Nvidia Unveils 192-Core Mobile Superchip to enable everything a high end desktop PC to a smartphone or tablet

Nvidia introduced its next-generation mobile processor, Tegra K1, at the International Consumer Electronics Show (CES) in Las Vegas. The 192-core super chip, built on Kepler architecture, brings “the heart of GeForce and the soul of Tesla to mobile computing,” said Nvidia CEO Jen-Hsun Huang at the company’s press event on Sunday.

The Tegra K1 comes in two versions: a 32-bit, quad core 4-Plus-1 ARM Cortex A15 CPU, slated to go into production in the first half of 2014, and a 64-bit version built on dual Denver CPUs to be available in the latter half of 2014. The 64-bit Tegra is designed for “high performance single threaded and very high performance multithreaded processes,” Huang said.

64 bits, 2.5 GHz, high end graphics

“We can take absolutely anything that runs on PC or high-end console and run it on Tegra… I didn’t think that we’d be at this level on mobile for another three to four years,” Epic Games Founder Tim Sweeney said.

The processor is a major step forward in game development, allowing for a new level of graphics display that solves the problem of frame stutter and lag. Huang showed Epic Games’ Unreal Engine 4 running on a Tegra K1 mobile processor, highlighting capabilities for photo-real displays alongside global illumination and physics simulations using multiple render targets.

Huang demonstrated several real-time generated graphics, including a face with subtle shadows and changes in skin coloration based on lighting. Other demonstrations highlighted texture and pupil adaptation. These aimed to simulate the variations in detail we see in different light.

An automotive Tegra platform is already sampling and “makes it possible to run the types of applications that dedicated (automated driver assistance systems) boxes do today,” Huang said.

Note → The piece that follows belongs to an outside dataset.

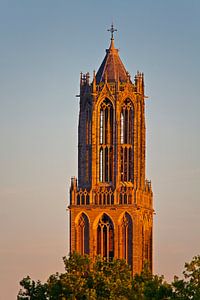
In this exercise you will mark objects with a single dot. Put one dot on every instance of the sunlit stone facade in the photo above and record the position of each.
(111, 204)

Pedestrian detection, blind-spot monitoring, lane departure warning, and other signals would be made possible through optical flow, histogram, and feature detection on Tegra’s programmable platform.

“We will see a rapid rate of algorithm advancement,” Huang said. “This brings to bear our last decade of work in computer vision and GPU computing.”

To process the steady deluge of sensor and camera data required by a self-driving car, NVIDIA is bringing highly energy-efficient supercomputer technology inside the vehicle,” said Taner Ozcelik, vice president and general manager of the automotive business at NVIDIA. “Tegra K1 solves this by providing 10 times the computing power of previous mobile processors without consuming additional energy.”

Additionally, the Tegra K1 Visual Computing Module brings real time rendering to car design. Dubbed “Project Mercury,” Nvidia’s CES demonstration included customizable digital dashboards and photo-realistic rendered materials.